Graylog Central (peer support)
1

Background

I am running Graylog via a docker container as explained int he tutorial:

https://docs.graylog.org/en/3.3/pages/installation/docker.html

$ docker run --name mongo -d mongo:3
$ docker run --name elasticsearch \
    -e "http.host=0.0.0.0" \
    -e "ES_JAVA_OPTS=-Xms512m -Xmx512m" \
    -d docker.elastic.co/elasticsearch/elasticsearch-oss:6.8.10
$ docker run --link mongo --link elasticsearch \
    -p 9000:9000 -p 12201:12201 -p 1514:1514 -p 5555:5555 \
    -e GRAYLOG_HTTP_EXTERNAL_URI="http://127.0.0.1:9000/" \
    -d graylog/graylog:3.3

However, now I need to start clean with fresh data.

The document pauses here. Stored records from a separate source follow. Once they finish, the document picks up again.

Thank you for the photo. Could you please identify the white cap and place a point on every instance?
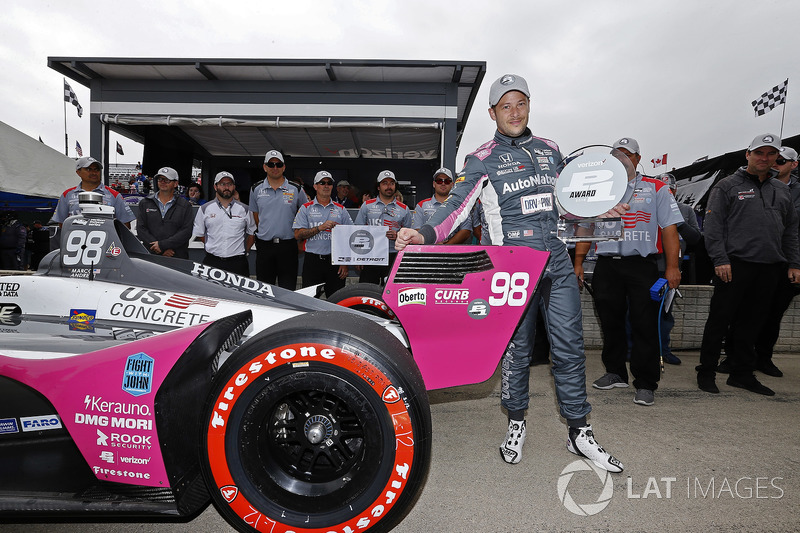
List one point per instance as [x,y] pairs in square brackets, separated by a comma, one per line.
[274,153]
[222,175]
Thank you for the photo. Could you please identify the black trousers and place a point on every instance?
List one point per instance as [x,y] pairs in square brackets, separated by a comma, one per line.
[738,309]
[276,262]
[236,264]
[318,269]
[622,286]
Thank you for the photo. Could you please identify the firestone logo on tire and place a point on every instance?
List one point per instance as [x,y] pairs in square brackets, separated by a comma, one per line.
[585,509]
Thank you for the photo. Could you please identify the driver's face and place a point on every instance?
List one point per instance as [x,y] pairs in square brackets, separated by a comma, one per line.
[511,114]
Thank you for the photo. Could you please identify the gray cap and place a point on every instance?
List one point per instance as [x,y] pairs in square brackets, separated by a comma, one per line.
[84,162]
[321,175]
[386,174]
[788,153]
[168,173]
[445,171]
[274,153]
[222,175]
[629,144]
[506,83]
[765,139]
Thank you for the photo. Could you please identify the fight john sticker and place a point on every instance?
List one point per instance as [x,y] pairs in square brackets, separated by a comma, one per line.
[138,376]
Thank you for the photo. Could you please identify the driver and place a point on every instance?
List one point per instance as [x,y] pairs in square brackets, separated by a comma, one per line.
[514,176]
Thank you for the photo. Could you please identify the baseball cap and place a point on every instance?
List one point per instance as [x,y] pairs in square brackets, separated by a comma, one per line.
[322,174]
[84,162]
[445,171]
[765,139]
[788,153]
[506,83]
[168,173]
[274,153]
[629,144]
[386,174]
[222,175]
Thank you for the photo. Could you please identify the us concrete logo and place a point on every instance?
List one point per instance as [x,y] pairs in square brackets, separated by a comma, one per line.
[605,488]
[361,242]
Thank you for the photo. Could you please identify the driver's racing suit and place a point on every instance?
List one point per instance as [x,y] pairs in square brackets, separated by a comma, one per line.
[514,179]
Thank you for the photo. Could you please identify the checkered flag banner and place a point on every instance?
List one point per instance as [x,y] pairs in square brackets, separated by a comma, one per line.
[69,96]
[771,99]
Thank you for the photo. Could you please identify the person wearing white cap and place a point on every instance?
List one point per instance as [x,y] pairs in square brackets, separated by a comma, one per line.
[314,222]
[750,230]
[387,211]
[625,271]
[226,227]
[514,175]
[164,220]
[786,291]
[90,171]
[442,185]
[274,203]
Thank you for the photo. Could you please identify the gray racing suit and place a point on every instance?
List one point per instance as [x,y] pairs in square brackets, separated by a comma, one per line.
[514,179]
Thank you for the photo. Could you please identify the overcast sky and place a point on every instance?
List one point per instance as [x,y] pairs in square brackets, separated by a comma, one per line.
[677,75]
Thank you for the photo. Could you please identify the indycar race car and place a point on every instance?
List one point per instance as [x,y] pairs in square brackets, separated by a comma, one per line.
[137,385]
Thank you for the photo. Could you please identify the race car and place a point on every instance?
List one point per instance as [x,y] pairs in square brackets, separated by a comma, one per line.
[136,385]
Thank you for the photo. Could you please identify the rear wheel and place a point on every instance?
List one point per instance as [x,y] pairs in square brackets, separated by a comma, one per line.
[319,423]
[365,297]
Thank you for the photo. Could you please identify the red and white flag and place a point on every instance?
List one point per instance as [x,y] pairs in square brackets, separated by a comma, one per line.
[659,161]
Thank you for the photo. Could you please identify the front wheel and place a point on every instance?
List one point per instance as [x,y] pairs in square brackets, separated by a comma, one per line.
[320,423]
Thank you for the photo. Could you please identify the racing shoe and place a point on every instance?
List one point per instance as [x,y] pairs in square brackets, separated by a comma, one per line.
[581,442]
[511,448]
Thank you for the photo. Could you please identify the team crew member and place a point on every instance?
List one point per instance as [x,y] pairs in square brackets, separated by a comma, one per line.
[750,229]
[313,223]
[385,211]
[442,185]
[90,170]
[226,227]
[623,275]
[164,221]
[510,222]
[274,203]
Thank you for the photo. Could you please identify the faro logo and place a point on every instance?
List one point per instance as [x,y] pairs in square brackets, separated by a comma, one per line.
[362,242]
[585,509]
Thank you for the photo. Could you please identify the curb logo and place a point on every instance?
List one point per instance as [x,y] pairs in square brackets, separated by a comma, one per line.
[586,509]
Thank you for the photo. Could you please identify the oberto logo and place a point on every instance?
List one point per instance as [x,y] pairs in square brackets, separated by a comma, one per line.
[586,509]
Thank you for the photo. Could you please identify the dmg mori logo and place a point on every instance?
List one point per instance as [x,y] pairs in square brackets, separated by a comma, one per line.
[361,242]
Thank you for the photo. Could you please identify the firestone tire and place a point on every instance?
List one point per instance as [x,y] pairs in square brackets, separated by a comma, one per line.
[365,297]
[318,424]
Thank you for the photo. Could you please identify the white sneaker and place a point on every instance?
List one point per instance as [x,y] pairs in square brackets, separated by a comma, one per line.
[581,442]
[511,448]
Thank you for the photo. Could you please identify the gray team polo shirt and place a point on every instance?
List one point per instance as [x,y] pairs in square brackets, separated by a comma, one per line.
[276,209]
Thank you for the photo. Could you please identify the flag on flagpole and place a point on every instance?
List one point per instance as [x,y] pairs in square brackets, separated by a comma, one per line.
[658,161]
[771,99]
[69,96]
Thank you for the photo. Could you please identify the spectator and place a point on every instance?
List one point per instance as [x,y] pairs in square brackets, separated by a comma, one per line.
[89,170]
[484,176]
[226,227]
[442,185]
[625,271]
[274,203]
[388,212]
[314,222]
[164,221]
[750,230]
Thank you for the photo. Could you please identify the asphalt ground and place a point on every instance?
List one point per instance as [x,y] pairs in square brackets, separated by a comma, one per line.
[694,462]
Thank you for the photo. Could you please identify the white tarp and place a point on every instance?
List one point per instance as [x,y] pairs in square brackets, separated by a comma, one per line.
[30,167]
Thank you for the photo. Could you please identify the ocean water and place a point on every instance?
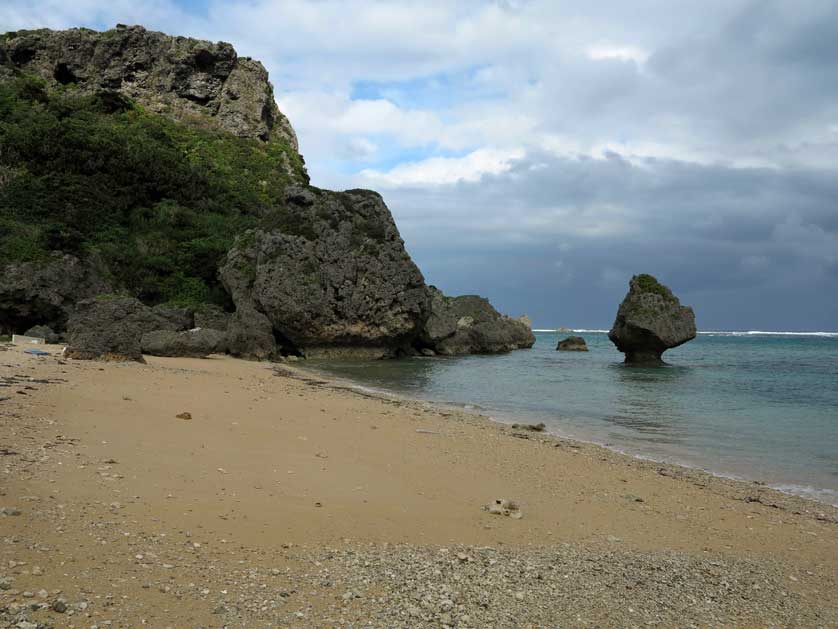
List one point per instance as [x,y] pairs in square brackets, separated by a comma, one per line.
[751,405]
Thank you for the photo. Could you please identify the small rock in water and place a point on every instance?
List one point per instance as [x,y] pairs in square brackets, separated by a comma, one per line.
[539,427]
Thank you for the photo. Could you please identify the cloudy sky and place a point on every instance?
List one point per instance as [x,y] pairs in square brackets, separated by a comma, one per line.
[541,152]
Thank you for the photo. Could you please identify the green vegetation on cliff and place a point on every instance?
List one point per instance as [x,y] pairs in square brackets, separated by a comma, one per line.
[159,202]
[649,284]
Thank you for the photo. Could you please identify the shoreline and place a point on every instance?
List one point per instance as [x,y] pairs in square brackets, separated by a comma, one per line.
[508,425]
[289,499]
[804,492]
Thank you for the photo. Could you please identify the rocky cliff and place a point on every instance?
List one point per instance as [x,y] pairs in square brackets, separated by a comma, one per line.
[160,169]
[174,76]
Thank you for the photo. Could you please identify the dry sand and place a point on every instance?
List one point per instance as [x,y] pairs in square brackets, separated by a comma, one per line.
[289,500]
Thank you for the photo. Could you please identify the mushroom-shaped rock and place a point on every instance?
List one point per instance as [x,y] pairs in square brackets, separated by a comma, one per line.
[572,344]
[650,321]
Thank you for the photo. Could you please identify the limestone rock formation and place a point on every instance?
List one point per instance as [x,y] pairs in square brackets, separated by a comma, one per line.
[176,76]
[468,324]
[250,335]
[196,343]
[178,318]
[650,321]
[332,276]
[572,344]
[111,329]
[323,273]
[45,292]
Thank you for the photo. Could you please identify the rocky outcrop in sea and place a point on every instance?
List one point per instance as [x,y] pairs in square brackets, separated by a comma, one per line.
[572,344]
[468,324]
[650,321]
[174,76]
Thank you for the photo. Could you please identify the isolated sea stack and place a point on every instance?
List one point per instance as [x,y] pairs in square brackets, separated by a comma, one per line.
[650,321]
[572,344]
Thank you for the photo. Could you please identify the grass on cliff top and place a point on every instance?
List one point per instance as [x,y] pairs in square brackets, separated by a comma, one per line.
[157,202]
[649,284]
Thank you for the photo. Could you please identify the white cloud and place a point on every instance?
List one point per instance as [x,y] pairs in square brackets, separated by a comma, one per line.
[446,170]
[621,53]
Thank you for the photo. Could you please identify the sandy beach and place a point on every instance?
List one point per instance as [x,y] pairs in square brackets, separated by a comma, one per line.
[227,493]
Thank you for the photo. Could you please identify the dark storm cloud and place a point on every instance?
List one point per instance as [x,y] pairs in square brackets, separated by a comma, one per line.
[560,237]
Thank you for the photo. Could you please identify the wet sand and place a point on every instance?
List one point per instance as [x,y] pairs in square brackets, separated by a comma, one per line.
[231,518]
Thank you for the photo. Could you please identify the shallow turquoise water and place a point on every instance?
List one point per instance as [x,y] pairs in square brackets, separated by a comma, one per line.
[756,406]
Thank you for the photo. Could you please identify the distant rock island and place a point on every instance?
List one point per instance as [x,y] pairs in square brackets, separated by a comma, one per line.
[650,321]
[572,344]
[149,184]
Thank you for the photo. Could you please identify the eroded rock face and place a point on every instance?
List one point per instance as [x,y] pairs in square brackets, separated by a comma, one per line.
[177,318]
[250,335]
[650,321]
[44,293]
[470,325]
[572,344]
[176,76]
[332,276]
[212,317]
[111,329]
[196,343]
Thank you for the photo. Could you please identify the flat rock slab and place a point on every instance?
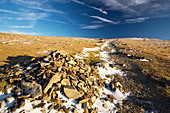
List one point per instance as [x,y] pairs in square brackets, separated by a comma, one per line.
[71,92]
[54,79]
[33,89]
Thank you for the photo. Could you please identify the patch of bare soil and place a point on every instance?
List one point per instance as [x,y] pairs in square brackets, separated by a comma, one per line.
[15,47]
[147,92]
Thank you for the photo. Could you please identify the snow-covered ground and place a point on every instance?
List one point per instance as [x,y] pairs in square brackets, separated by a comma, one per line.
[103,71]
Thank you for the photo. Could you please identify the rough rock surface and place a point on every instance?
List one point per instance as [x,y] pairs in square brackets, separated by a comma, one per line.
[33,89]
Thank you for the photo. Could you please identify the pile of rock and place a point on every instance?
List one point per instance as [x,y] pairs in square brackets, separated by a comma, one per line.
[41,79]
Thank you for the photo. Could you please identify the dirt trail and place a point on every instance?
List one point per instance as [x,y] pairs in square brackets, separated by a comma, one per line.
[146,93]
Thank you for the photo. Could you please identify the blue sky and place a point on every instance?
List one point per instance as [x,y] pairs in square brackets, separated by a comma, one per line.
[87,18]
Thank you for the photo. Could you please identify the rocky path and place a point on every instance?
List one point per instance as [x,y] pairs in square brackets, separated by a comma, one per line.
[63,83]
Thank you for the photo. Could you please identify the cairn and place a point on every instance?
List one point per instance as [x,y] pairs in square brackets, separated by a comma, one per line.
[42,78]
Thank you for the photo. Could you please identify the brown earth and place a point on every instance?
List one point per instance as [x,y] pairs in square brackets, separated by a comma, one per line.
[148,82]
[15,47]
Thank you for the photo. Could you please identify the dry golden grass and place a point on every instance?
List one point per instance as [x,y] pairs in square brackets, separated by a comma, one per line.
[157,51]
[22,47]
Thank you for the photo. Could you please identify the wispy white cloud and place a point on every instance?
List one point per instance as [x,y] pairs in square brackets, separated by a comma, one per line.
[105,20]
[136,20]
[54,21]
[20,32]
[32,16]
[95,8]
[102,11]
[92,26]
[29,26]
[43,5]
[9,11]
[119,5]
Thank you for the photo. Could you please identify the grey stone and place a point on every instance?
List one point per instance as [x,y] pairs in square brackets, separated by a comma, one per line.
[33,89]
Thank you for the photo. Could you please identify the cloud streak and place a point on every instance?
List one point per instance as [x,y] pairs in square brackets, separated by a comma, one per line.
[104,20]
[29,26]
[95,8]
[137,20]
[92,27]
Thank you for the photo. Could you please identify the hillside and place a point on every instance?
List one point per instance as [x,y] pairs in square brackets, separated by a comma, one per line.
[125,75]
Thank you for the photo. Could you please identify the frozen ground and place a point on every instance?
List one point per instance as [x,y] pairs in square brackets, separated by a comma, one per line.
[103,71]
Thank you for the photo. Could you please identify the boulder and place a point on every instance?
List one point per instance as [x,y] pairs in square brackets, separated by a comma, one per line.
[65,82]
[54,79]
[33,89]
[71,92]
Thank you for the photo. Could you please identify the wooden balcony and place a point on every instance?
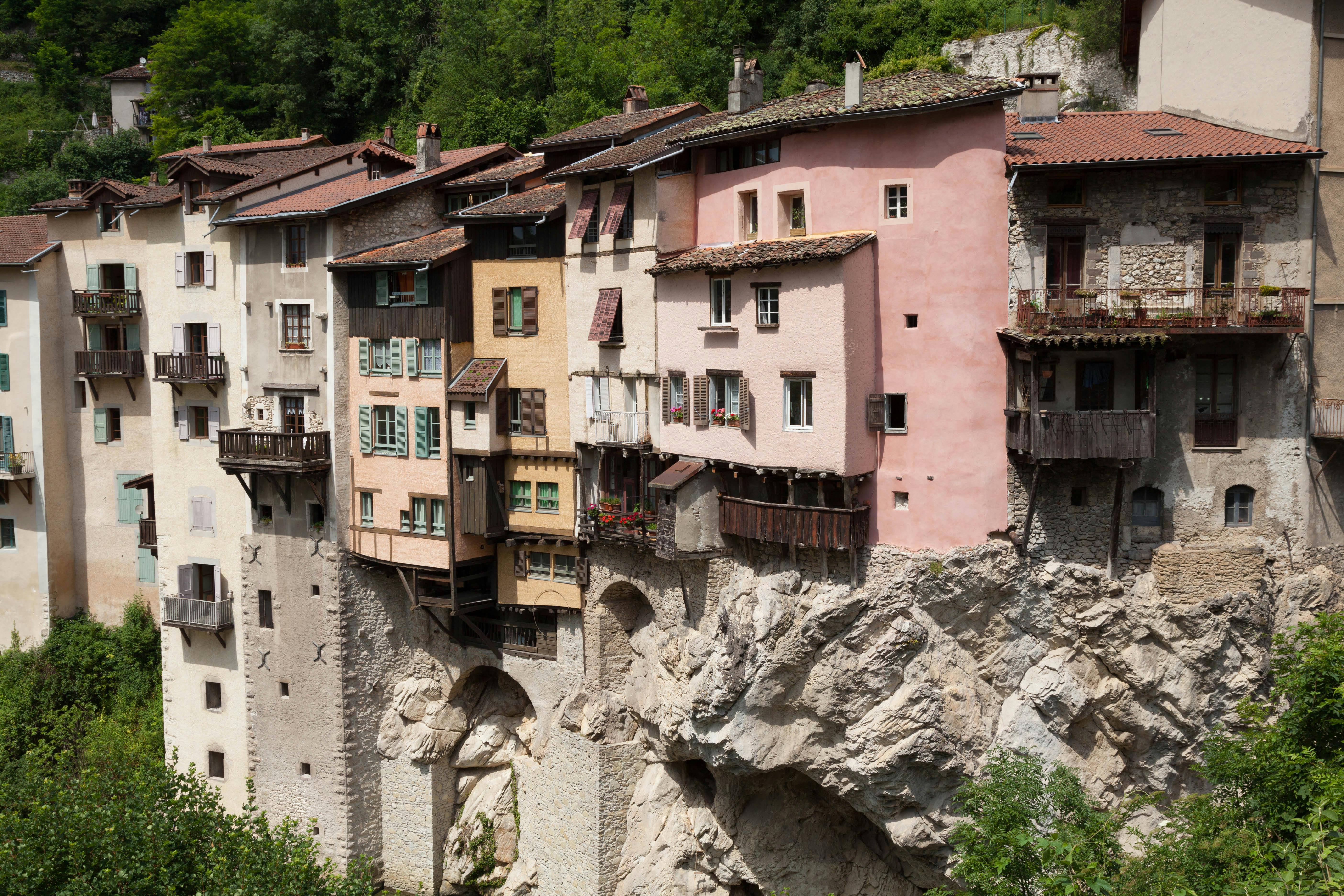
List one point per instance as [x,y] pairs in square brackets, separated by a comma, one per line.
[253,452]
[794,524]
[1175,311]
[109,364]
[1084,434]
[107,303]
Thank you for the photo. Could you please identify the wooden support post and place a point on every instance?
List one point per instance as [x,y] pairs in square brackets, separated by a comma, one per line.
[1115,523]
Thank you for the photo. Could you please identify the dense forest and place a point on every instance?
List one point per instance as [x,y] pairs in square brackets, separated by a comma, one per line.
[487,70]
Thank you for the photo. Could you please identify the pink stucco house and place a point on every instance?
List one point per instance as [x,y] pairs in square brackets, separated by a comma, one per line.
[829,347]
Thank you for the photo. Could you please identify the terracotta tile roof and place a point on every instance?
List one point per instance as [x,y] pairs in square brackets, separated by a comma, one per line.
[772,253]
[131,73]
[1091,138]
[910,90]
[539,201]
[616,125]
[22,237]
[476,379]
[423,249]
[642,150]
[509,171]
[257,146]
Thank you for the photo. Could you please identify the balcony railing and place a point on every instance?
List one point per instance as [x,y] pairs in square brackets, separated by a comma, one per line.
[190,367]
[1084,434]
[622,428]
[128,364]
[101,303]
[277,452]
[1160,308]
[812,527]
[189,613]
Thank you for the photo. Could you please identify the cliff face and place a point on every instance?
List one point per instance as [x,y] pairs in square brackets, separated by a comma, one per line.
[812,734]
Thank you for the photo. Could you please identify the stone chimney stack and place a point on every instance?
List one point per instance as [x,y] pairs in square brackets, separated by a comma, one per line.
[428,142]
[1041,101]
[636,100]
[746,90]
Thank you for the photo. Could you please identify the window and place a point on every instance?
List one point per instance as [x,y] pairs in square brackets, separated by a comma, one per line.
[538,565]
[1222,186]
[898,201]
[798,405]
[296,246]
[1065,193]
[292,406]
[1148,507]
[721,302]
[265,613]
[196,269]
[798,217]
[522,241]
[1222,248]
[768,306]
[299,327]
[1238,506]
[385,429]
[746,155]
[431,361]
[894,413]
[1215,401]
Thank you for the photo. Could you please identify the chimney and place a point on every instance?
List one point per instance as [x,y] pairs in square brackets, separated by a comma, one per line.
[746,90]
[636,100]
[428,140]
[1041,101]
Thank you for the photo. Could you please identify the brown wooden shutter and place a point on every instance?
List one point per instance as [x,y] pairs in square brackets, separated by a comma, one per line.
[604,319]
[499,306]
[538,412]
[744,403]
[877,412]
[616,210]
[701,399]
[588,206]
[529,311]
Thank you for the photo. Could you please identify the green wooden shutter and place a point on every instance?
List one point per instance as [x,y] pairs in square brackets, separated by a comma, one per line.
[144,566]
[421,432]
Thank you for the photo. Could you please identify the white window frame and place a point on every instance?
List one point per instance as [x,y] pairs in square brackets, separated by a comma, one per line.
[806,397]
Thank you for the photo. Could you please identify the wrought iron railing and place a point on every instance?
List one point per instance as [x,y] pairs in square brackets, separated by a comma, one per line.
[1158,307]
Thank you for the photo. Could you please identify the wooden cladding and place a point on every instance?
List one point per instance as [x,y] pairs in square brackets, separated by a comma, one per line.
[814,527]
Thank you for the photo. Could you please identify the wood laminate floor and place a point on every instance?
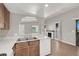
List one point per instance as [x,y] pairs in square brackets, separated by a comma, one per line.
[63,49]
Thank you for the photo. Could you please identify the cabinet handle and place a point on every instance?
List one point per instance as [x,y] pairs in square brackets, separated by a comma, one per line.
[28,43]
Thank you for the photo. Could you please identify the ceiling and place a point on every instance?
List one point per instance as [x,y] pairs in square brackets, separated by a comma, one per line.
[39,9]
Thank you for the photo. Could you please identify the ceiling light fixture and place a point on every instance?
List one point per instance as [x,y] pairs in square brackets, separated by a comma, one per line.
[46,5]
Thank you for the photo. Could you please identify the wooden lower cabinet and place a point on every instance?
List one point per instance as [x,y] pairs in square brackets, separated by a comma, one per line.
[30,48]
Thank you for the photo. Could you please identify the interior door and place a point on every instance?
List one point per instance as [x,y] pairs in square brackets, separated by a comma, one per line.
[77,32]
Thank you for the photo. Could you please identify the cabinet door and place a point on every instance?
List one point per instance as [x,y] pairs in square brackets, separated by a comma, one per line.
[34,48]
[22,49]
[1,16]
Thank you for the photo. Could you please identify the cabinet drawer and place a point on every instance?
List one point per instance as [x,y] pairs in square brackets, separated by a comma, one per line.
[34,42]
[21,45]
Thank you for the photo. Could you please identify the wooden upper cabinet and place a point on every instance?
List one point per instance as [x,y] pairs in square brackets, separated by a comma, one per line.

I don’t want to loose all my configurations and extractors, so the minimal change I need is to simply delete all messages.

Index time

After some research I see that Graylog does not support deleting individual messages, the smallest unit it understands is an index.
So I need to delete all indexes from GayLog.

After some more research, I found the delete API in elasticsearch, and I tried this command (but it fails):

$ curl -XDELETE 'http://localhost:9000/*'
{"type":"ApiError","message":"HTTP 404 Not Found"}

I use localhost:9000 because that is the port I use to access graylog.

Questions

  • What am I dong wrong (how can I fix this command so it works as intended)?
  • Is there an easier way to delete all messages in Graylog?
2

Solution

As it turns out, there were two issues:

  • the command in the tutorial for the elasticsearch docker does not expose the container’s port
  • the port I was using (9000) was incorrect, it should be 9200

With this in mind, this is the solution I arrived to:

docker run --name mongo -d mongo:3
docker run --name elasticsearch \
    -p 9200:9200 \
    -e "http.host=0.0.0.0" \
    -e "ES_JAVA_OPTS=-Xms512m -Xmx512m" \
    -d docker.elastic.co/elasticsearch/elasticsearch-oss:6.8.10
docker run --name graylog --link mongo --link elasticsearch \
    -p 9000:9000 -p 12201:12201 -p 1514:1514 -p 5555:5555 \
    -e GRAYLOG_HTTP_EXTERNAL_URI="http://127.0.0.1:9000/" \
    -d graylog/graylog:3.3

As you can see, the elastic search command now exposes port 9200. With this in mind the following CURL now works as expected:

curl -XDELETE 'http://localhost:9200/*'

WARNING: After deleting all the indices (and therefore all messages) you need to recalculate the indices. This is another topic that is out of the scope of this question.

3

You can delete inactive indices in Graylog through System -> Indices. That would be better than going directly to the ES API behind Graylog’s back.